Guests will also hear from a panel of leaders representing the area’s private and charter schools including: Beaufort Academy, Bridges Preparatory School, Holy Trinity Classical Christian School, John Paul II High School, Lowcountry Montessori School, Riverview Charter School and St. Peter’s Catholic School.
The cost is $20 for chamber members; $25 for nonmembers; and $160 for a table of eight.
Contact LaNelle at LaNelle@BeaufortSC.org.
New admissions director named at BA
Becky Bekemeyer has been named director of admissions at Beaufort Academy.
Bekemeyer, a native of Beaufort, is a registered nurse and received her Associate Degree of Science in Nursing in 2001. She most recently has been a labor and delivery nurse for the past 11 years, but previously worked in adult and pediatric nursing for five years.
She has been married to Jonathan Bekemeyer for 15 years, a current lieutenant with the Lady’s Island-St Helena Fire District who also works for the Fripp Island Fire Department.
Bekemeyer is replacing MJ Simmons, the admissions director at BA for the past seven years.
“I know Becky will take care of our wonderful current and future families of Beaufort Academy,” said Simmons. “Becky is a great fit for the position with her detail oriented skills, and her knowledge of our school. We hope you have the opportunity to come meet her in the front office in the near future.”
Contact Bekemeyer at at firstname.lastname@example.org, 843-524-3393 or visit www.BeaufortAcademy.org for more information.
Local students are attending The Citadel
The Citadel is welcoming the Class of 2021, which includes the following local students:
Briona Gray, Matthew Hurtt, Jakob Marsh, Dianna Munford, Jacob Ramseur and Kenneth Spurlock, all of Beaufort.
In other Citadel news, Nicolas Cucinotta, of Port Royal, was awarded Gold Stars by The Citadel for earning a grade point ratio of 3.7 or higher during the 2017 spring semester.
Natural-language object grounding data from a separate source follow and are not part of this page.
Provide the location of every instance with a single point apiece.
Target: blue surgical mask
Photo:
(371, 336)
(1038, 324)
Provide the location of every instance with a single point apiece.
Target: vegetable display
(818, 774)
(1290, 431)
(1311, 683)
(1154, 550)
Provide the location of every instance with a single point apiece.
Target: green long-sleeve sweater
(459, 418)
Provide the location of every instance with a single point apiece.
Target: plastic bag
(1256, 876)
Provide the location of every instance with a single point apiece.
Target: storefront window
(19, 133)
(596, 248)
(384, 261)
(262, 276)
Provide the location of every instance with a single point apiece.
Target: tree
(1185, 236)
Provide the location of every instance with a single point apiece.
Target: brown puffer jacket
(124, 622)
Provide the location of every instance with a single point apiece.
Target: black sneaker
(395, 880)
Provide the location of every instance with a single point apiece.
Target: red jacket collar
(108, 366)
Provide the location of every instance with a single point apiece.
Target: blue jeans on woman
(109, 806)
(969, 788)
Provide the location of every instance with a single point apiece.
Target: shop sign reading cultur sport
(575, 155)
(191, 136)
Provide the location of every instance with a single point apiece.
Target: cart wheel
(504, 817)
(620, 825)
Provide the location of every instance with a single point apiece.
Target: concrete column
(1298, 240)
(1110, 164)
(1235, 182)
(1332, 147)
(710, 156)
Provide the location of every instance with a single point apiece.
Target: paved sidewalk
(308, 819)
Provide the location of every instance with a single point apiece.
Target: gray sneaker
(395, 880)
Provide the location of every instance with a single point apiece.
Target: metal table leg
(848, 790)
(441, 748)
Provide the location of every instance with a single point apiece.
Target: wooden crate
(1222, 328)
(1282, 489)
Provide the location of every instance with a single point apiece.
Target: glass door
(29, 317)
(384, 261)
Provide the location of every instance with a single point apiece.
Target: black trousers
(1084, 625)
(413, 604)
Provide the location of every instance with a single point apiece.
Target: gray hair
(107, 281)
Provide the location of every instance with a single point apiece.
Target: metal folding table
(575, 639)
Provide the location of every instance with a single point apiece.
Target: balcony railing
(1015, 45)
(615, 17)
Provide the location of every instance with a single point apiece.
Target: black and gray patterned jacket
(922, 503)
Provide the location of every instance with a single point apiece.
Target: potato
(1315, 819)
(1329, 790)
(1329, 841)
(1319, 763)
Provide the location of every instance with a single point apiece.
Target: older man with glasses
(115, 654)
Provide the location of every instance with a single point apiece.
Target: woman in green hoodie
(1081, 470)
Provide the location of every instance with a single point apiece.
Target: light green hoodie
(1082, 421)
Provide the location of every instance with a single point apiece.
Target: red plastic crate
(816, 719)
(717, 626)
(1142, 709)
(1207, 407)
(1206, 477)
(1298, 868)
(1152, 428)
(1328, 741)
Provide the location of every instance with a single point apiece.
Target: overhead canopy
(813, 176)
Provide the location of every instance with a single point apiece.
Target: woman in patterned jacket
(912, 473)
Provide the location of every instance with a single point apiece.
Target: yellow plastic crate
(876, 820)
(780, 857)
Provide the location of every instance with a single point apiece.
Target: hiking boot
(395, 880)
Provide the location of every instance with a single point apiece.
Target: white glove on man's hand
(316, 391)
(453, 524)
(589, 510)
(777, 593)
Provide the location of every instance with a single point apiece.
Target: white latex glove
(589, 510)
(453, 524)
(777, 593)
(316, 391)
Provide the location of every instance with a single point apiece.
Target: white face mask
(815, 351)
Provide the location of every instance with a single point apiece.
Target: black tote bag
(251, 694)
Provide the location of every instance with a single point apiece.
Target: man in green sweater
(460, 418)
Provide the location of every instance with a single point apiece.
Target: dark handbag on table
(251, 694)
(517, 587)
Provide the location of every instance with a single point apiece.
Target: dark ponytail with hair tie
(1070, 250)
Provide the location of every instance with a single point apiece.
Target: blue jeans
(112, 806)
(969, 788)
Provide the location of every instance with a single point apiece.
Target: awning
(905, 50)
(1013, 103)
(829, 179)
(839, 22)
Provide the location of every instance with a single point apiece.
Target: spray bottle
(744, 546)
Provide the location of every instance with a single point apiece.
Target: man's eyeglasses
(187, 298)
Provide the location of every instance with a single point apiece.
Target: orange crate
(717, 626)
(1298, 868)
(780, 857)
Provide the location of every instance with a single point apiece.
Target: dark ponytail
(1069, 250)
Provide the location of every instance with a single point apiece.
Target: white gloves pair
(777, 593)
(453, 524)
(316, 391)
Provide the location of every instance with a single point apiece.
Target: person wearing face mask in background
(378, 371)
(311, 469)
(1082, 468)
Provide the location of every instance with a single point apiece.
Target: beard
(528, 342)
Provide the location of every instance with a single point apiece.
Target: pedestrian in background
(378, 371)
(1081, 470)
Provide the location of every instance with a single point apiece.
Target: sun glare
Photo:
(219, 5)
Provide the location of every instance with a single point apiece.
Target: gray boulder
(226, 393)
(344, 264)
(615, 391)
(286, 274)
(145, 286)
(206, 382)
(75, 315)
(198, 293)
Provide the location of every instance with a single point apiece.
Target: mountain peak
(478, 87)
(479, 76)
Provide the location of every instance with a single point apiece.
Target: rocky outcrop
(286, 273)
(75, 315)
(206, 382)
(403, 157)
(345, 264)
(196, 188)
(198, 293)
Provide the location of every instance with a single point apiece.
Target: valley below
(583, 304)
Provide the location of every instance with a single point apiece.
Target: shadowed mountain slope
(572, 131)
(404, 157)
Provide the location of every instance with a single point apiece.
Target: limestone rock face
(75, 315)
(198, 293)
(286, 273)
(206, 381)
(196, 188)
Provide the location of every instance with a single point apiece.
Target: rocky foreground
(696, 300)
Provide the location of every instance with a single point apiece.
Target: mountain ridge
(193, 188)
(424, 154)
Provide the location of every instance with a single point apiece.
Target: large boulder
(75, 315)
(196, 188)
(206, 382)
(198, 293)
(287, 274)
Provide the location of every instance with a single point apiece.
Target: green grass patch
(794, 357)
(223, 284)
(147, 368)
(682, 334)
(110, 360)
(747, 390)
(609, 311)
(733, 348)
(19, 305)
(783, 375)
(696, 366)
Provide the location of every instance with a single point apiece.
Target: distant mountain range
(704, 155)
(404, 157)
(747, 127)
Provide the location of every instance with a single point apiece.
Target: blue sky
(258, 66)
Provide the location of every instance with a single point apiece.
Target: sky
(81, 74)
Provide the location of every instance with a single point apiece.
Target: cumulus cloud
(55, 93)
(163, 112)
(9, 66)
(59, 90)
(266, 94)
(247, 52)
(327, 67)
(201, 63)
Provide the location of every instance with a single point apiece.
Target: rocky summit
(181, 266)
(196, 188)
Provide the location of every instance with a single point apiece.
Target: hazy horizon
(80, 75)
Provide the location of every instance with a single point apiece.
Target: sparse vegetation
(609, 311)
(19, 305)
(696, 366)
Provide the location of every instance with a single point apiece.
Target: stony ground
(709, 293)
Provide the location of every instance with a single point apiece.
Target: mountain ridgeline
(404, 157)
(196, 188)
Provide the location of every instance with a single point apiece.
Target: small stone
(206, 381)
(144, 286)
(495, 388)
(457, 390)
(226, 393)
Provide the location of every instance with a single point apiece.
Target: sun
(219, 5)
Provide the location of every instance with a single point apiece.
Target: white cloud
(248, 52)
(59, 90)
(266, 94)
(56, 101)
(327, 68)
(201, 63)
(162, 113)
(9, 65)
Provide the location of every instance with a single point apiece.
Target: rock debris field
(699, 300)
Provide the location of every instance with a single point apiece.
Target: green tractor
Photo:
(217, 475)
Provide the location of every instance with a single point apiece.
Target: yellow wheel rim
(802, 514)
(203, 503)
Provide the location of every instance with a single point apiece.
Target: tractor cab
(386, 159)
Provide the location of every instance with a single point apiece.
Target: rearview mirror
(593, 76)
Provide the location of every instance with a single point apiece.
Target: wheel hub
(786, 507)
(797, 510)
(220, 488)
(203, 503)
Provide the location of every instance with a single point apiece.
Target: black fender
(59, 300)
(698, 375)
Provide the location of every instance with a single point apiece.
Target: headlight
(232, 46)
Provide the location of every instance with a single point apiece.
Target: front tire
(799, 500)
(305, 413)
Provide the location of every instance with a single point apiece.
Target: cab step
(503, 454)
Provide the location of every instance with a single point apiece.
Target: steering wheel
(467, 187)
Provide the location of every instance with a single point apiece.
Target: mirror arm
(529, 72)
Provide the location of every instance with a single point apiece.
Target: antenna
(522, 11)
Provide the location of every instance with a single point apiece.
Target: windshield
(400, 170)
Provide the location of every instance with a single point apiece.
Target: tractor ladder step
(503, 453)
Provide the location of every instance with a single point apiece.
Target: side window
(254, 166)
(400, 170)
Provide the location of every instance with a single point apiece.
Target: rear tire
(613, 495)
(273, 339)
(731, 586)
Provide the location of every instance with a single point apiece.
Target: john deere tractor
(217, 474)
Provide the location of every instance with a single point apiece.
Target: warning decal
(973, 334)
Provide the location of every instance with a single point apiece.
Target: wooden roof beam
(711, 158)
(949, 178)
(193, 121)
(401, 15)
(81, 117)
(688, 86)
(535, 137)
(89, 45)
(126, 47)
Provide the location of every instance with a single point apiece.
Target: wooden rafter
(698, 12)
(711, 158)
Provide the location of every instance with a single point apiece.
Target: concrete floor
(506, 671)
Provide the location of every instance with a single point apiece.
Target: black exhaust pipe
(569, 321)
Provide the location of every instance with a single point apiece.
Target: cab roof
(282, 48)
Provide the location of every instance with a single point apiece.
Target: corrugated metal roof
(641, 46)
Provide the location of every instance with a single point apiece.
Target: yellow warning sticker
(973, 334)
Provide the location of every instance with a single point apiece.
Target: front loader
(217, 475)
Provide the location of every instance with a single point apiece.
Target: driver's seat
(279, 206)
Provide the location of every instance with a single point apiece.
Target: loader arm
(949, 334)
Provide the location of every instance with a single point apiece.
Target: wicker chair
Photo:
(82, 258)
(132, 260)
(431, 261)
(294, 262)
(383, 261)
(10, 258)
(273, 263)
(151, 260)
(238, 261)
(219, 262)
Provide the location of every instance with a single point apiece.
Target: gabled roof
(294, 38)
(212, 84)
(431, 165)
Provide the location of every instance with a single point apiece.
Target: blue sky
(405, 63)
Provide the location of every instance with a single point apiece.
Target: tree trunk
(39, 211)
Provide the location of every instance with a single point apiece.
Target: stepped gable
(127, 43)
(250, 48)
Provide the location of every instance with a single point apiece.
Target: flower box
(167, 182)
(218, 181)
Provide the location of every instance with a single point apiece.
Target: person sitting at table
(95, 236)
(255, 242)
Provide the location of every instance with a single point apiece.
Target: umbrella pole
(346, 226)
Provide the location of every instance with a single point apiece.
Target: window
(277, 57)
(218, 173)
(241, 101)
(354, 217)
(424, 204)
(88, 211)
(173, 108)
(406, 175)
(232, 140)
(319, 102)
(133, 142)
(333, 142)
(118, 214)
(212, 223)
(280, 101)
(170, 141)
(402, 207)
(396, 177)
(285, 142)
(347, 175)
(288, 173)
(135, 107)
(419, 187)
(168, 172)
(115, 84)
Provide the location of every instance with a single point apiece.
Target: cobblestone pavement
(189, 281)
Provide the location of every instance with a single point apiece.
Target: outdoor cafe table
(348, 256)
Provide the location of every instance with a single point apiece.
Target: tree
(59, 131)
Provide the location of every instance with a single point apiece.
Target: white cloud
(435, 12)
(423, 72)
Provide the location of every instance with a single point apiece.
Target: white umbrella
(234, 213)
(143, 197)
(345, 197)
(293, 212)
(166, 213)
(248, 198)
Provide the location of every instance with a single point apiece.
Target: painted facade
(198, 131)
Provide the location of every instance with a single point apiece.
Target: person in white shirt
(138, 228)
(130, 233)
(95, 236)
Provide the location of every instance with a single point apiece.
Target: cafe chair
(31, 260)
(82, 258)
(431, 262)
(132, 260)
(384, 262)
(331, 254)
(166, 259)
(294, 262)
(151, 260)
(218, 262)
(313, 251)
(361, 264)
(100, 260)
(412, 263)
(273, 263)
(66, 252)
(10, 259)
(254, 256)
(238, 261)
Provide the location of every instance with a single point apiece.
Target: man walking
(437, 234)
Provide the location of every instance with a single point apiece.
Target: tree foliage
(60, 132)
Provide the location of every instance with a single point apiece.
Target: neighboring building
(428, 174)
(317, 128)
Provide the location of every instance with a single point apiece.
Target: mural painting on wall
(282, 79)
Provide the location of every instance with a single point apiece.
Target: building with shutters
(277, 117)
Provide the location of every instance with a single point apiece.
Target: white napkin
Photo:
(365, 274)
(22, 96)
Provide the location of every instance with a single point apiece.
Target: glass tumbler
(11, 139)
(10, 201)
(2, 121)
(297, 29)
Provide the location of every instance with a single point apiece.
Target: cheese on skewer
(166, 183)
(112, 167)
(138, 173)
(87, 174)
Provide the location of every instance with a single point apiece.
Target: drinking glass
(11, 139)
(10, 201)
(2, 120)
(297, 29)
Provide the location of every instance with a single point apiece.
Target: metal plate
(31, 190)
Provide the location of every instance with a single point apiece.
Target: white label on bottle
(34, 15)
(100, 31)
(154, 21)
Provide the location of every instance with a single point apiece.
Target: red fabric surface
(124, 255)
Students that achieve Gold Star recognition are also placed on The Citadel’s Dean’s List.
Digital Corridor to offer game design class
The Beaufort Digital Corridor is launching Game On, a code education program geared toward middle and high school students who would like to learn the practice of game design and development.
Game On will introduce students to the theory, tools and practice required to create their own games. The six-week course will be taught by Seth Konoza, a Games, Computer Graphics and Animation educator from Beaufort High School.
This course will be held from 9 a.m. to noon Saturdays from Oct. 14-Nov. 18 at the Beaufort Digital Corridor’s BASEcamp facility.